Department of Bio-convergence Engineering , Korea University , Seoul 02841 , South Korea.
Department of Medical & Pharmaceutical Sciences , Sookmyung Women's University , Seoul 04310 , South Korea.
Anal Chem. 2019 May 7;91(9):5677-5684. doi: 10.1021/acs.analchem.8b05533. Epub 2019 Mar 14.
Rapid diagnosis and quarantine of influenza virus mutant-infected people is critical to contain the fatal viral infection spread because effective antiviral drugs are normally not available. Conventional methods, however, cannot be used for the diagnosis because these methods need predefined labels, likely also unavailable for just emerging viruses. Here, we propose label-free identification of cells infected with different influenza viruses based on surface-enhanced Raman spectroscopy (SERS) and principal component analysis (PCA). Viral envelope proteins that are displayed on the surface of cells after infection of influenza viruses were targeted for this identification. Cells that expressed the envelope proteins of A/WSN/33 H1N1 or A/California/04/2009 H1N1 influenza viruses produced distinct SERS signals. Cells that displayed combinations of the envelope proteins from these two viral variants, an indication of emergence of a new virus, also generated characteristic SERS patterns. However, the cell's own surface proteins often hindered the identification of virally infected cells by producing SERS peaks similar to viral ones. PCA of the obtained SERS patterns could effectively capture the virus-specific signal components from the jumbled SERS peaks. Our study demonstrates a potential of combination of SERS and PCA to identify newly emerging influenza viruses through sensing the cells infected with the viruses.

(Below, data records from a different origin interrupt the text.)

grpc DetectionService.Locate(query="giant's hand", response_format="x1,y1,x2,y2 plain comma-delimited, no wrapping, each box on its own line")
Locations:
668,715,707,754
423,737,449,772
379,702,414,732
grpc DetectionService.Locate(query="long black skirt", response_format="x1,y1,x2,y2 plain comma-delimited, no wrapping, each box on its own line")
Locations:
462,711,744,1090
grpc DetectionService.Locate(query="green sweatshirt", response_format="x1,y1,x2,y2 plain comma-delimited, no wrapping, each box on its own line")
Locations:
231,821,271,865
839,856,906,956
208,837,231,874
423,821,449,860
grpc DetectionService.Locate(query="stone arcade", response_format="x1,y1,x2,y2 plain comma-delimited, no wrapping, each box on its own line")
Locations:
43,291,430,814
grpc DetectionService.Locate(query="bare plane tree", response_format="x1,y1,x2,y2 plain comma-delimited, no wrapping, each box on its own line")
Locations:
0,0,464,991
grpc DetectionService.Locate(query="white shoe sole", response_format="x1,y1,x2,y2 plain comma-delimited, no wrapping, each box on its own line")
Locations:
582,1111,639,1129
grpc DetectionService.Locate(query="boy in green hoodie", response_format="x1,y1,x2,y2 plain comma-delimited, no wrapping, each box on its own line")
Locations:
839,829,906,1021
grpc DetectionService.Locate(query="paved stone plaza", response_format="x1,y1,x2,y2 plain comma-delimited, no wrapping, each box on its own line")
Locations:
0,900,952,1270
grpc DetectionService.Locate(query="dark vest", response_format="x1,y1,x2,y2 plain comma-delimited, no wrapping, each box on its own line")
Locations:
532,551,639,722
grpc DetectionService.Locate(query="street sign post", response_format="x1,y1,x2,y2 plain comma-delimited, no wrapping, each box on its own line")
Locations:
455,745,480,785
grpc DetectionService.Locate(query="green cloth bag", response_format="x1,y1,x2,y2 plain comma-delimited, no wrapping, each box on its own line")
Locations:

快速诊断和隔离流感病毒突变感染者对于遏制致命病毒感染的传播至关重要,因为通常没有有效的抗病毒药物。然而,由于常规方法需要预定义的标签,而这些标签可能也不适用于刚刚出现的病毒,因此无法用于诊断。在这里,我们提出了一种基于表面增强拉曼光谱(SERS)和主成分分析(PCA)的无标记识别方法,用于鉴定不同流感病毒感染的细胞。该方法针对感染流感病毒后在细胞表面显示的病毒包膜蛋白进行鉴定。表达 A/WSN/33 H1N1 或 A/California/04/2009 H1N1 流感病毒包膜蛋白的细胞产生了独特的 SERS 信号。显示这两种病毒变体包膜蛋白组合的细胞也产生了特征性的 SERS 模式,这表明新病毒的出现。然而,细胞自身的表面蛋白通常会产生与病毒相似的 SERS 峰,从而阻碍对病毒感染细胞的识别。对获得的 SERS 图谱进行 PCA 分析,可以有效地从混乱的 SERS 峰中捕获病毒特异性信号成分。我们的研究表明,通过检测感染病毒的细胞,SERS 和 PCA 的结合具有识别新出现的流感病毒的潜力。